By Christian DiMartino
Remember the big fuss everyone made whenever Martin Scorsese said that Marvel movies weren’t cinema? Well, Anthony and Joe Russo, of Avengers: Endgame and… You, Me, and Dupree, have sought to put that meanie-butt boomer in his place with Cherry, which has everything, and even the whole kitchen sink. It’s got teenage drama, teenage romance, war, drugs, bank robberies, bank robberies for drugs. You name it, the Russo’s got it. Sorry to say it though guys, but the meanie-butt boomer is still Martin Scorsese, and no matter what you throw at us here, it will never compare to what he’s accomplished.
The Russo’s Cherry isn’t as bad as it is overlong, exhausting, annoying, and unconvincing. Sure, the Russo’s have never done anything like this before, and there is nothing wrong with trying something new. The problem with Cherry though is that while it might be new for the Russo’s, it isn’t necessarily… new. It almost feels like they took notes from other filmmakers, from other great films, and threw it all into an obnoxious, stylistic blender, so then they can be taken seriously as Anthony and Joe Russo, the ARTISTES. Not the artists. The ARTISTES. The second half is better than the first, but by the time you reach the end of Cherry’s ass-numbingly long two and a half hour runtime, you’ll be needing a breather.
Tom Holland is a good actor- I’ve been aware of his talent since The Impossible back in 2012. He is good here too as Cherry, which is not a given name. Actually, we never learn his given name. The film opens with him as a teenager, and the irritation of the style sets in quick as he narrates his experiences. The film is done in the manner of Scorsese’s The Wolf of Wall Street and Goodfellas, where our protagonist not only narrates, but he sometimes turns to address the audience. What worked about that approach in those films was that while we didn’t relate to either Henry Hill or Jordan Belfort, the narrators told the story the way that they told it to capture the glory that they’d felt and experienced. There really isn’t ever a feeling of glory in Cherry, so it feels like they’re just doing it to do it. Less would’ve been more, in this case. Also, I’m no prude, but the film has a plethora of inappropriate language, and it often feels like it was written by a 15 year old trying to sound cool.

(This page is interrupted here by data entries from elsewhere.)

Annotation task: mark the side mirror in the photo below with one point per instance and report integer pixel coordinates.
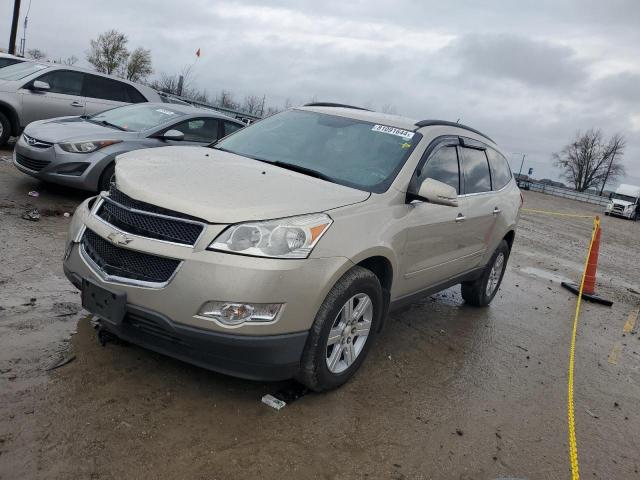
(173, 135)
(437, 192)
(40, 86)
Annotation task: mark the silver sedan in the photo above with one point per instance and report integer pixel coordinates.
(79, 152)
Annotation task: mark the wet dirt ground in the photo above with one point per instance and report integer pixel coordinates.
(448, 391)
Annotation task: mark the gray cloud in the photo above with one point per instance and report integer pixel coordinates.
(528, 73)
(532, 62)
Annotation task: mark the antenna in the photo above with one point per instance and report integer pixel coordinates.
(23, 40)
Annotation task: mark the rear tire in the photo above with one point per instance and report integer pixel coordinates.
(339, 340)
(5, 129)
(105, 178)
(481, 291)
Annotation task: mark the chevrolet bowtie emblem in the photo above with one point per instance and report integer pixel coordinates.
(119, 238)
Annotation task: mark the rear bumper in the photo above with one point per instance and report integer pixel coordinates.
(265, 357)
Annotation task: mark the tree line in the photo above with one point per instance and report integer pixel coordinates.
(589, 161)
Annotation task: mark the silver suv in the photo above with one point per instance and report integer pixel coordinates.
(32, 91)
(278, 252)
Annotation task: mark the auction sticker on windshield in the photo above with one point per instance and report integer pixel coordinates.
(393, 131)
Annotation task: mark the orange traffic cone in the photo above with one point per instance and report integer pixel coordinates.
(589, 287)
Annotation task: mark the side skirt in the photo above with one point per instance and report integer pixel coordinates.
(469, 276)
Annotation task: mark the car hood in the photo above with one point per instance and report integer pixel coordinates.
(621, 202)
(222, 187)
(65, 129)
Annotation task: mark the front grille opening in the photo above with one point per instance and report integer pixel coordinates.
(126, 263)
(31, 163)
(168, 229)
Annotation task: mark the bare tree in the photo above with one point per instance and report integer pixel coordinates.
(109, 54)
(589, 161)
(253, 104)
(615, 148)
(36, 54)
(225, 100)
(139, 65)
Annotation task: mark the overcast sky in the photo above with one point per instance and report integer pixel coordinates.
(529, 74)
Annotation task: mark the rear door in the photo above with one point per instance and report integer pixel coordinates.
(63, 98)
(104, 93)
(481, 203)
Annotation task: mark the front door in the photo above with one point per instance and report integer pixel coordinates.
(436, 242)
(62, 99)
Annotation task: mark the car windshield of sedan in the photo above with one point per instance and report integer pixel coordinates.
(136, 118)
(18, 71)
(350, 152)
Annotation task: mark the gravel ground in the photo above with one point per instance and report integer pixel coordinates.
(448, 391)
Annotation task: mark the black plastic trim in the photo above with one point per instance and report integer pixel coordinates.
(433, 123)
(337, 105)
(468, 276)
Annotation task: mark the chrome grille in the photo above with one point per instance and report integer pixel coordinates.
(143, 219)
(125, 263)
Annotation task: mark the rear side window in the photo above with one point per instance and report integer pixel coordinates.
(63, 81)
(134, 96)
(475, 166)
(500, 170)
(105, 89)
(230, 127)
(443, 166)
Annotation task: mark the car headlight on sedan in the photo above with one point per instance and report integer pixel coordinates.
(292, 237)
(86, 147)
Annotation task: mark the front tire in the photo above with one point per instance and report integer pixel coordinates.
(481, 291)
(5, 129)
(106, 177)
(342, 331)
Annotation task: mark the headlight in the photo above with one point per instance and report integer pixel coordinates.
(292, 237)
(87, 147)
(232, 314)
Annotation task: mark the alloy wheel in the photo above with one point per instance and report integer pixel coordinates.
(349, 333)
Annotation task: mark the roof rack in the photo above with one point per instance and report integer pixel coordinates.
(330, 104)
(431, 123)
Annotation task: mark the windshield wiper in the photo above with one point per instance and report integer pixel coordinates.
(105, 123)
(300, 169)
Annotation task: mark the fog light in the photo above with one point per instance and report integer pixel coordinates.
(231, 313)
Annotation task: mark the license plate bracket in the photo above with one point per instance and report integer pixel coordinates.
(108, 305)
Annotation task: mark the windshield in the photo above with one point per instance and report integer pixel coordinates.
(21, 70)
(626, 198)
(343, 150)
(135, 118)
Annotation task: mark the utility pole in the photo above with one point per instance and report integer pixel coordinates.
(521, 164)
(14, 27)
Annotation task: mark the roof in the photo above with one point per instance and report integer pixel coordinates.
(397, 121)
(626, 189)
(365, 115)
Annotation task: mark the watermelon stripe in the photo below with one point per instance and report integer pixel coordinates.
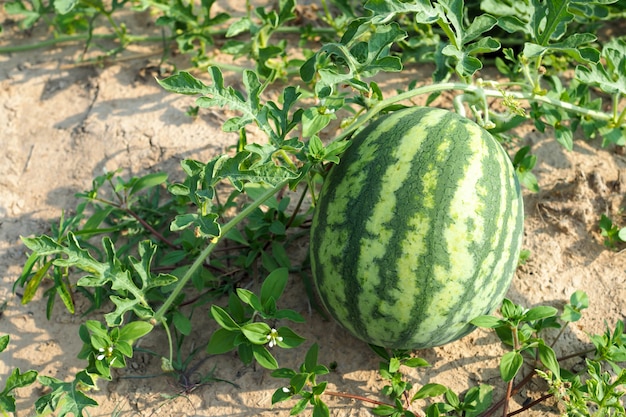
(378, 268)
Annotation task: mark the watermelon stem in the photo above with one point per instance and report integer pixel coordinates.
(495, 91)
(242, 215)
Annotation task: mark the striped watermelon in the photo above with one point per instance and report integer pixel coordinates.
(417, 230)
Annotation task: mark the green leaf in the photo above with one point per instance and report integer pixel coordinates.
(274, 285)
(571, 46)
(310, 360)
(549, 20)
(33, 284)
(415, 362)
(206, 226)
(148, 181)
(222, 341)
(482, 397)
(541, 312)
(510, 365)
(385, 10)
(182, 323)
(249, 298)
(610, 75)
(134, 330)
(256, 333)
(4, 342)
(66, 398)
(184, 83)
(384, 410)
(548, 358)
(320, 409)
(64, 6)
(429, 390)
(488, 322)
(290, 338)
(223, 318)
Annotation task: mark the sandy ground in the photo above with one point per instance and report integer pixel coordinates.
(61, 125)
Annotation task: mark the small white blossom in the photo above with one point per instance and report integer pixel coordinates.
(105, 353)
(273, 338)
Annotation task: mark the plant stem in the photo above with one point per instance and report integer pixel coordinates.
(487, 92)
(158, 316)
(531, 404)
(151, 229)
(356, 397)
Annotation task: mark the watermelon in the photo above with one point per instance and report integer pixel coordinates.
(417, 230)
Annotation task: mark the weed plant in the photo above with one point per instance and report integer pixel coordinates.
(150, 251)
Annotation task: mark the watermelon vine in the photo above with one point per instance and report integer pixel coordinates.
(171, 256)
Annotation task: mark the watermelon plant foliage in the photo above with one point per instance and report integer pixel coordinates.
(161, 245)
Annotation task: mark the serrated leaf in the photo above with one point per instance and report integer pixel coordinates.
(66, 398)
(184, 83)
(571, 46)
(549, 20)
(134, 330)
(385, 10)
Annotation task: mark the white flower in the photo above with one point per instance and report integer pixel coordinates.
(273, 338)
(105, 353)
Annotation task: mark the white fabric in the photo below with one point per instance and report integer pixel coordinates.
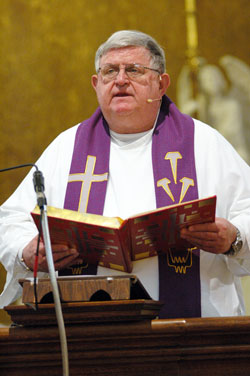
(130, 190)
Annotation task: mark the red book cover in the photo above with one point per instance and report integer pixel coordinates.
(114, 243)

Anyways, Holland’s Cherry forms a romance with a fellow classmate, Emily (Ciara Bravo). After she distances herself from him and tells him she’s moving to Montreal, he enlists in the Army… just to find out that she actually cares about him, and isn’t going to Montreal. Whomp whomp whomp. So off to war he goes, where he experiences a lot (and, for whatever reason, we see a shot filmed from inside his anus). Upon returning home, the trauma from the war catches up to him, and he begins taking all sorts of medication. Emily, frustrated but understanding of this, also finds herself hooked on drugs, and eventually Cherry finds himself robbing banks to gather money that he not only owes, but also money for the drug habit. Funny thing about these bank robberies: Cherry goes about them in the politest of ways, and yet he never has any close calls with the police. Not one. There aren’t any intense getaways, the guy is just that good, I guess.

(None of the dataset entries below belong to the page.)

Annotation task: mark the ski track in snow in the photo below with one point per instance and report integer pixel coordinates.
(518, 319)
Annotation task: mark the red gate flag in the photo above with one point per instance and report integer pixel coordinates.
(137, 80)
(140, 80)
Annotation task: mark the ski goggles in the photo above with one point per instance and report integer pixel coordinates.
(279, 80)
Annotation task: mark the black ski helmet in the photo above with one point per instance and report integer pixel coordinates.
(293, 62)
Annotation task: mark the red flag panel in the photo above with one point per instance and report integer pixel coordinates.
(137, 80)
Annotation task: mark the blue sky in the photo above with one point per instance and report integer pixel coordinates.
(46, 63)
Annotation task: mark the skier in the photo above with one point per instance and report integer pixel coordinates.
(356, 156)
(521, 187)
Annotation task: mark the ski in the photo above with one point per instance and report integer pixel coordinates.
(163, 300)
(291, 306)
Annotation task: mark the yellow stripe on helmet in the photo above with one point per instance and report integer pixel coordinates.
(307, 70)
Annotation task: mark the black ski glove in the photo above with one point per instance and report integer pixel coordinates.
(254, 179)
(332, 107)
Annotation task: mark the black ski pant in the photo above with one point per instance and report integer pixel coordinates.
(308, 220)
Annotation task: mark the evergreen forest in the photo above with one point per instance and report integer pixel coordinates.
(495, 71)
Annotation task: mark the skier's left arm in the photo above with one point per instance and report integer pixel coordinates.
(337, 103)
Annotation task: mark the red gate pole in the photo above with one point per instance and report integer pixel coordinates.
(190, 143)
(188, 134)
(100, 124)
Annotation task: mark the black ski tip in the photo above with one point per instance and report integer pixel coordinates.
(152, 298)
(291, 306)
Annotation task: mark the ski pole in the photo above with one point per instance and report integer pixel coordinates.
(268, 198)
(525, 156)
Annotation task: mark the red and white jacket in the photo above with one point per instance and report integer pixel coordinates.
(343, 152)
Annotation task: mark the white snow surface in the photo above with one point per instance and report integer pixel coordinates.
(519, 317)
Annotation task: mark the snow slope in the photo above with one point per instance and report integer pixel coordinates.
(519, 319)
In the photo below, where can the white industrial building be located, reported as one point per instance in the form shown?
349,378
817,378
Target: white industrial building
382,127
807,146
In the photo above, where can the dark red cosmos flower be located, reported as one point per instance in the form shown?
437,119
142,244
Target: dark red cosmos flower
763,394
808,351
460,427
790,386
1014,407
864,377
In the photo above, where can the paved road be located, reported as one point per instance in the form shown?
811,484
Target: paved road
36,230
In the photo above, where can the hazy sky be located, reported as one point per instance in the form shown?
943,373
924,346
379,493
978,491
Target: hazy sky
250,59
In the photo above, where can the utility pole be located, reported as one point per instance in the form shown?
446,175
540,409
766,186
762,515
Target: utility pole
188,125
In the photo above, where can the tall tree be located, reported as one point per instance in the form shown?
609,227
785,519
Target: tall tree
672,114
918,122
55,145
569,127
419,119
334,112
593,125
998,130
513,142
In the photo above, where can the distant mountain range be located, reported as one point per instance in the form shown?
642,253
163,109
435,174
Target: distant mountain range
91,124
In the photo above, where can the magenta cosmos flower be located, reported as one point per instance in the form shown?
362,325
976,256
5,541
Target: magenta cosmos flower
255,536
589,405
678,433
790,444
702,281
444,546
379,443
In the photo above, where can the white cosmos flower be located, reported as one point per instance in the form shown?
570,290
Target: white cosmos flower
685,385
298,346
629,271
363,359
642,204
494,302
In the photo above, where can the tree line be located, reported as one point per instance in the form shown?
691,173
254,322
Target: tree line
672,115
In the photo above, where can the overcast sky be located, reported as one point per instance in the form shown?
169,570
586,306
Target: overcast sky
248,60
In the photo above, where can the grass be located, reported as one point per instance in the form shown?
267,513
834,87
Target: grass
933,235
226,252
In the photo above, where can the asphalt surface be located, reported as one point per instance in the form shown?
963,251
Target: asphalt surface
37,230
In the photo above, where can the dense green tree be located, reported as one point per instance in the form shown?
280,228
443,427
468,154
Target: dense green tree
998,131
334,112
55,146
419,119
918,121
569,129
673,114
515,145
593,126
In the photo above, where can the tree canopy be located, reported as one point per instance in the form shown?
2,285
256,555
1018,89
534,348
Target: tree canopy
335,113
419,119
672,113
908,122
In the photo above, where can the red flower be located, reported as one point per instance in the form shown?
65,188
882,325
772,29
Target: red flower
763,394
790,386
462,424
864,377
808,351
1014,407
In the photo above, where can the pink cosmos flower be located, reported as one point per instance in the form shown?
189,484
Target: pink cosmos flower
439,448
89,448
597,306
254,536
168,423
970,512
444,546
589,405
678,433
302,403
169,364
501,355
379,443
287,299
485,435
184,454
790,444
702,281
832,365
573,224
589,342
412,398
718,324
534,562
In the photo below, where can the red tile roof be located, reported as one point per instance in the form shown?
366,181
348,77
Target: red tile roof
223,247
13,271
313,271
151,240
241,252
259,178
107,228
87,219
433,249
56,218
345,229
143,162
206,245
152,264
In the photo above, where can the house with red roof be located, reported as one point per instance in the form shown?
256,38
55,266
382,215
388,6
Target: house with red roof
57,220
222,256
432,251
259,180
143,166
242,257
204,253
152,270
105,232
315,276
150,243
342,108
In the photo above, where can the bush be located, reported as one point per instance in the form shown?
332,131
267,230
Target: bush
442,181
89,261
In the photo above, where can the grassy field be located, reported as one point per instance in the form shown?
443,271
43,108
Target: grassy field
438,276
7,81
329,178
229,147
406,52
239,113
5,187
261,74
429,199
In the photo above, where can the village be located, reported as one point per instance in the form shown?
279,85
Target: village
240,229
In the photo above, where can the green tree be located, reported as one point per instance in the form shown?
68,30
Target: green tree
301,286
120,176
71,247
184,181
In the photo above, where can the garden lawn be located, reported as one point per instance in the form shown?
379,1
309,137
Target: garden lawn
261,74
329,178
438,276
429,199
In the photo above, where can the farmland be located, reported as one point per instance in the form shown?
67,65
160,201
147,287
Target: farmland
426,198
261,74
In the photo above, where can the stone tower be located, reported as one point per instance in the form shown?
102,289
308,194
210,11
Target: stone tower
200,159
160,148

The ambitions of the story are admirable, considering it does feel like three movies in one and each is pretty interesting. It is overlong, but considering how much story and ground it covers, I suppose it’s earned. It’s just the approach to the material that sort of sinks Cherry. It’s all so over-the-top, and so flashy and stylistic, that it gets annoying fast. What’s funny is that in telling a story that is somewhat rooted in truth, Cherry sometimes accidentally plays like a comic book. Fitting, seeing as these guys did make some of the best comic book movies in recent memory.

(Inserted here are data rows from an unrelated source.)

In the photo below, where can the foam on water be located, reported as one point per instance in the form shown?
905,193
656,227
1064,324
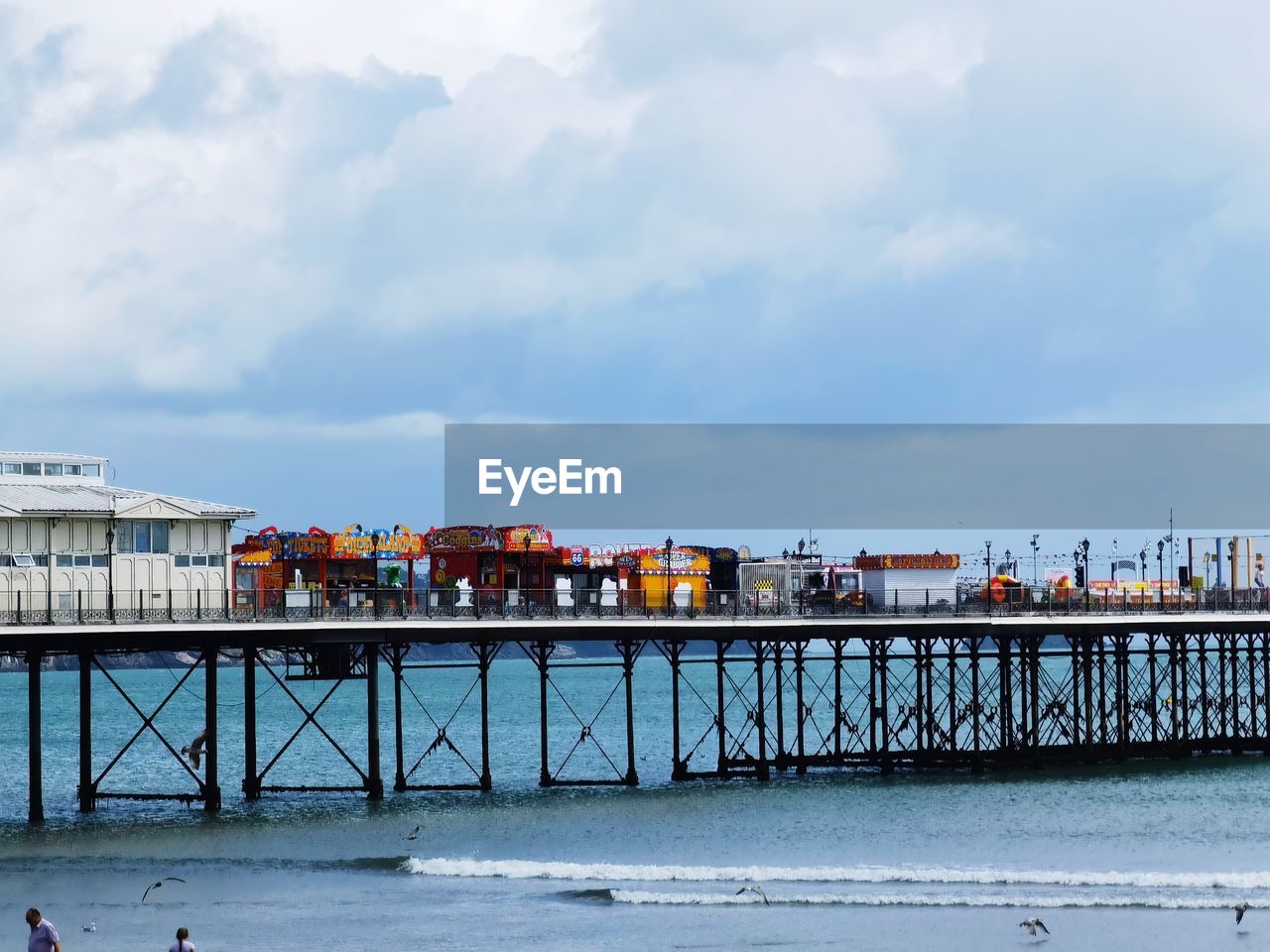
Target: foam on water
916,875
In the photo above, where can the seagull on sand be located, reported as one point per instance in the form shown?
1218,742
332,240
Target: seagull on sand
195,748
159,885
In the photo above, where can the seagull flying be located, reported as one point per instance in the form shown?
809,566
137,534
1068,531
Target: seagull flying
159,885
195,748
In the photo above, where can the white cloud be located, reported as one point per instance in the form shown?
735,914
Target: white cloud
937,244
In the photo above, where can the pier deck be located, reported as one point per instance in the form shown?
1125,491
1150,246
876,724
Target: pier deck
788,693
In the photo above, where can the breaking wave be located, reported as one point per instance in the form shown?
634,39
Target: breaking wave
876,875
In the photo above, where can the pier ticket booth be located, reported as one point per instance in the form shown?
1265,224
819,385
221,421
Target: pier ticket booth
680,574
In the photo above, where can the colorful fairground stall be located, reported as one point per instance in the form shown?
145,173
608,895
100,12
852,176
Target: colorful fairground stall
653,575
318,569
495,563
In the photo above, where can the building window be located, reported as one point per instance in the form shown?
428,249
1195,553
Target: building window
141,536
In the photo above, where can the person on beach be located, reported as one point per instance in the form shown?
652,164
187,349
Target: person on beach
44,936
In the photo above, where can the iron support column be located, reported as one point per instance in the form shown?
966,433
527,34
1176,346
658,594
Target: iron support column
762,771
484,655
399,779
672,649
627,675
541,654
373,777
719,719
250,778
211,779
35,761
86,793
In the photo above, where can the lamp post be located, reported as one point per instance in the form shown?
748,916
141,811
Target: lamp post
670,544
109,570
1084,551
1230,544
525,574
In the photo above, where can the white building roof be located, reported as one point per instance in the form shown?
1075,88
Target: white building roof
44,499
51,457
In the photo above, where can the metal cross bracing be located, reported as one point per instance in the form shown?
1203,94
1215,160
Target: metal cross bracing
368,777
747,715
206,787
579,737
440,728
833,699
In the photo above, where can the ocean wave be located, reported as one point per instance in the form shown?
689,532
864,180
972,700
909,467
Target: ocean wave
911,900
878,875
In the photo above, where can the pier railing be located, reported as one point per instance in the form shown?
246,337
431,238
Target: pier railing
95,607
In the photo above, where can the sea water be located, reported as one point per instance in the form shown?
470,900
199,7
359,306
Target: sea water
1133,856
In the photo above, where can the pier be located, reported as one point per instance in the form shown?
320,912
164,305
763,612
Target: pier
752,696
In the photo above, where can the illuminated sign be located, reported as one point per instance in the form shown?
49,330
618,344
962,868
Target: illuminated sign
933,561
463,538
515,538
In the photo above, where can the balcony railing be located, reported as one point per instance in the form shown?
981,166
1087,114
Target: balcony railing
95,607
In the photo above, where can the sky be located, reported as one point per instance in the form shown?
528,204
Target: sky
262,252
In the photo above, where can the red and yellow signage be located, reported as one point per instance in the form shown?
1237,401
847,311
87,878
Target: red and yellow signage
463,538
681,562
933,561
526,538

The Russo’s have made plenty of good movies; I did not think this is one of them. Despite its merits, Cherry is ultimately relentless Oscar bait. In dipping their toes in this dramatic lake, The Russo’s have found a film that would’ve otherwise been a terrific Oscar vehicle. Trouble is, they are sort of AWARE that it’s an Oscar vehicle, and they spend two and a half hours making us aware of their awareness. It’s a bit too much for its own good; the work of big ambition, when something simpler and grounded would’ve done the trick much better.